Keith E. Miller, who began his 36-year National Park Service career at Mount Rainier and served as superintendent at North Cascades, died on June 27 in Bar Harbor, Maine.
Miller, 87, began his Park Service career as a permanent ranger at Mount Rainier National Park in 1958. He was the head of North Cascades National Park for six years in the late 1970s and early ’80s.
Born on Nov. 30, 1924, in a town outside of Pittsburgh, Miller Keith joined the Merchant Marine after graduating from high school in 1942. He later transferred to the U.S. Navy and served in the Pacific Theater.
After attending college at Indiana University of Pennsylvania on the G.I. Bill, he went west to do graduate work in geography and education at the University of Washington. There he met and fell in love with Carolyn Hutchins, and not coincidentally, the national parks, said a NPS news release. Her father was a naturalist and seasonal ranger at Yellowstone during the Depression.

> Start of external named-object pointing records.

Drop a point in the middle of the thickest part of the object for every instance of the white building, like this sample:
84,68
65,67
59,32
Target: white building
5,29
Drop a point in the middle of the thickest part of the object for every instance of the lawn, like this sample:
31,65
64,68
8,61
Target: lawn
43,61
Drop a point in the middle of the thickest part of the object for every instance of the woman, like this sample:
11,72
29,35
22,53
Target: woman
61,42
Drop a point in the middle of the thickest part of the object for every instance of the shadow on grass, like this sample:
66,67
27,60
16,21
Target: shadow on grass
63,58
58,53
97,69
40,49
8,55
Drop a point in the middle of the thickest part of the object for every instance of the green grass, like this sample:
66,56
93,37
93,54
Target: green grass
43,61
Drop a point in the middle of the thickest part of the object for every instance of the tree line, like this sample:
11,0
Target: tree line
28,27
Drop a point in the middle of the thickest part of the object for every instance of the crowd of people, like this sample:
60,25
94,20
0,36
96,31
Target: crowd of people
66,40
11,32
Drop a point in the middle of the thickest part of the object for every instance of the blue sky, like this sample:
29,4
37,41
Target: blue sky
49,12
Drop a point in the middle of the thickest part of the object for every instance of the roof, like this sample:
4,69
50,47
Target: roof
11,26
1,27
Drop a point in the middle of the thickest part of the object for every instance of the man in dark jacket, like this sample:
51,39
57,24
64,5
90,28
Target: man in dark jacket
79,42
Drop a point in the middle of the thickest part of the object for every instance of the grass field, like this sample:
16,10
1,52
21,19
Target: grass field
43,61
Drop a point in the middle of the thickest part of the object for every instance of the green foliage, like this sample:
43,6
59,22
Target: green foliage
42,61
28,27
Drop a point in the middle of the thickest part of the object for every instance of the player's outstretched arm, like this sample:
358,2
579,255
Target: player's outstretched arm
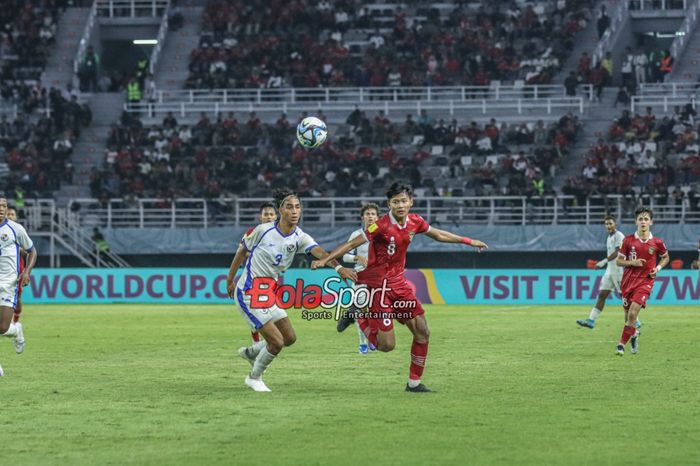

After they married, they taught middle school in Seattle, but in 1958 Miller gave up that for a permanent position as a ranger at Mount Rainier.
After leaving the park, he worked at Glacier National Park, where he trapped bears and fought fires, and Wind Cave National Park, where he found an entrance to a large new arm of the cave now called Miller Low Life. His first position as superintendent was at Gran Quivira National Monument in New Mexico. He also served at Natchez Trace Parkway in Mississippi, and two years in Washington, D.C., as acting chief ranger for the Park Service.
Miller then served as superintendent of Acadia from 1971-1978, where the couple bought property for a retirement home. After six years at superintendent of North Cascades Park Complex, Miller ended his career as associate regional director of the Southwest Region. He was given the Meritorious Service Award for his supervision of the cleanup of toxic spills on Padre Island in Texas.
He is survived by his wife; daughter, Kristin of New York City; grandson, Keith of Washington, D.C.; son, Kem and wife, Katerina, and grandsons, Aleksander and Adam, of Chevy Chase, Md.; and his brother Thomas Miller of Tucson, Ariz.
Memorial services will be held July 21 at Bar Harbor Congregational Church, Bar Harbor. Contributions in his memory may be made to Friends of Acadia, P.O. Box 725, Bar Harbor, ME 04609 or Bar Harbor Congregational Church, 29 Mount Desert St., Bar Harbor, ME 04609.
RAINIER WORK PARTY
The next Mount Rainier National Park Associates volunteer work party will be Saturday. Volunteers will work with the park’s ecological restoration crew removing exotic plants.
The work will take place along the 3.5 miles of the Westside Road, from the Nisqually Road junction to the end of the road at the Fish Creek parking lot. Volunteers will remove non-native plants that are invading the areas adjacent to roadway by digging up the whole plant, including the root system, and collecting the plants in plastic garbage bags.
Participants should bring work gloves, a small digging tool like a hand trowel or a favorite weed removing tool, lunch, plenty of fluids to drink and a full set of rain gear. A warm jacket would be good to include too as most of the Westside Road is shaded by trees. If you have a reflective safety vest, bring that too.
Volunteers should meet at 8:30 a.m. at the junction of the Westside Road and the Nisqually Road, about one mile from the Nisqually Entrance. Work will begin at 9 a.m. and last until 3 p.m.